Apparemment originaire du Kansas au USA, ce virus serait passé du canard au porc, puis à l'humain, ou selon une hypothèse également controversée, directement de l'oiseau à l'humain. Il a gagné rapidement les États-Unis, où le virus aurait muté pour devenir plus mortel. Cette nouvelle souche est trente fois plus mortelle que les grippes communes avec 3% des malades. Elle devient une pandémie, lorsqu'elle passe des États-Unis à l'Europe, puis dans le monde entier par les échanges entre les métropoles européennes et leurs colonies.

Elle fit environ 408 000 morts en France, mais la censure de guerre en limita l'écho, les journaux annonçant une nouvelle épidémie en Espagne, pays neutre et donc moins censuré, alors que l'épidémie faisait déjà ses ravages en France. Des chroniqueurs allèrent même jusqu’à affirmer que cette grippe était une alliée pour la France, car elle touchait nombre de soldats allemands, tout en épargnant les Français…

L’épidémie se déroula essentiellement durant l'hiver 1918-1919, avec 1 milliard de malades dans le monde, et 20 à 40 millions de morts, selon de premières estimations très imprécises faute de statistiques établies à l'époque. Au début du 21ème siècle, le maximum de la fourchette reste imprécis mais a été porté à 50-100 millions, après intégration des évaluations rétrospectives concernant les pays asiatiques, africains et sud-américains.

En quelques mois, la pandémie fit plus de victimes que la Première Guerre mondiale qui se terminait cette même année 1918 ; certains pays seront encore touchés en 1919.

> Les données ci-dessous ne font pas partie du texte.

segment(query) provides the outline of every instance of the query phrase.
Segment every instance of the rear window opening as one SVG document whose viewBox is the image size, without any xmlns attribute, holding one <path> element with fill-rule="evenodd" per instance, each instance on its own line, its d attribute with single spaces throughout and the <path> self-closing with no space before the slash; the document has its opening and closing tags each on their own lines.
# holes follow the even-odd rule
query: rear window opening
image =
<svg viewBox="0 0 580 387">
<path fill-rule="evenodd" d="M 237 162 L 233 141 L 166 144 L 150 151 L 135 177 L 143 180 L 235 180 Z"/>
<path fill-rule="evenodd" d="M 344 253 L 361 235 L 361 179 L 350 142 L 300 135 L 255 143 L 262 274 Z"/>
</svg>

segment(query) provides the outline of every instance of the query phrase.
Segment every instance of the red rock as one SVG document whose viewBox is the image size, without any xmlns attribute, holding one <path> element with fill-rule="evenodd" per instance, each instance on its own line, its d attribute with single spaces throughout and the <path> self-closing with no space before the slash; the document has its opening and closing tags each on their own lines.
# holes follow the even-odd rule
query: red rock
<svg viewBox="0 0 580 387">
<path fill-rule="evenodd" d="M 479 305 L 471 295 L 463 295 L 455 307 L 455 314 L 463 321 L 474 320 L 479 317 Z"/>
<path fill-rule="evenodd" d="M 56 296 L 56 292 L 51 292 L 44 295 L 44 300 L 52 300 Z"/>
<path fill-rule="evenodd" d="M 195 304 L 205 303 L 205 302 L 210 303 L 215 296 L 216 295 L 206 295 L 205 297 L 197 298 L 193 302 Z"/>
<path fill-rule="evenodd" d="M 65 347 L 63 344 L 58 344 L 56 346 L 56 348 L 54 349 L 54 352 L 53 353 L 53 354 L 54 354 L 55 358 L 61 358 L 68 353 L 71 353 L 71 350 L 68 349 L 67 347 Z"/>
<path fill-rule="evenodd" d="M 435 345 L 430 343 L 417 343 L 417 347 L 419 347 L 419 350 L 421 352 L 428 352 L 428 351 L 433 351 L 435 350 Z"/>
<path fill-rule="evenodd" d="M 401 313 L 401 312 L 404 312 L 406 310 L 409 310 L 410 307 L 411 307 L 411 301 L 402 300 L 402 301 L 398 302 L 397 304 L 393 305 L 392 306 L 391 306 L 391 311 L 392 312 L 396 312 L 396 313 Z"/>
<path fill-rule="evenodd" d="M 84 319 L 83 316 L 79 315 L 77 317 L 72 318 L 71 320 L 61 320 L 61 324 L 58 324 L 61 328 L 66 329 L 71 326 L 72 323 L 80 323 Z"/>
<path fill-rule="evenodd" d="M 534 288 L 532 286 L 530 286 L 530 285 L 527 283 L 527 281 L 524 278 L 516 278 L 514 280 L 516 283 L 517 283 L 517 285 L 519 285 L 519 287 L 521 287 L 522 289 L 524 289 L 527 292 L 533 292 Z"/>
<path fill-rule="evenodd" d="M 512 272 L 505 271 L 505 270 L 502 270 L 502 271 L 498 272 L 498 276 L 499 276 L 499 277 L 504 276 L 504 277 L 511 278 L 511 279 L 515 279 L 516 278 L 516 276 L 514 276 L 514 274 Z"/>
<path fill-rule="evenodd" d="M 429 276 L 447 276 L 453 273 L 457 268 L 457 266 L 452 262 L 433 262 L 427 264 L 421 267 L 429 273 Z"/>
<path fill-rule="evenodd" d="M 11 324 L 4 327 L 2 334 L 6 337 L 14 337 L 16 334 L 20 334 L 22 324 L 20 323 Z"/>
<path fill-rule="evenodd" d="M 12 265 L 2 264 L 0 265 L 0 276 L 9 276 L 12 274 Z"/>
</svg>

La progression du virus fut foudroyante : des foyers d'infection furent localisés dans plusieurs pays et continents à la fois en moins de trois mois, et de part et d'autre des États-Unis en sept jours à peine. Localement, deux voire trois vagues se sont succédé, qui semblent liées au développement des transports par bateau et rail notamment, et plus particulièrement au transport de troupes.

Le JMO du 289 RALT note au jour le jour la progression de l’épidémie, en nommant le mal par son nom :




Raoul-Scipion GUERIN est mort le 12 octobre 1918 à 4 heures dans l’ambulance 10/22 à Souhesmes-la-Grande (Meuse), des suites de maladie contractée en service (officiellement déclarée comme une congestion grippale). Il est inhumé dans la commune de Souhesmes-Rampont, à la Nécropole nationale Fontaine Routon, tombe 240 B. Il figure sur le Monument aux Morts et sur le Livre d’Or d’Anduze.

Son frère cadet de deux ans, Elie-David, était mort lui aussi au front le 7 janvier 1915 (voir semaine 23 de ce blog).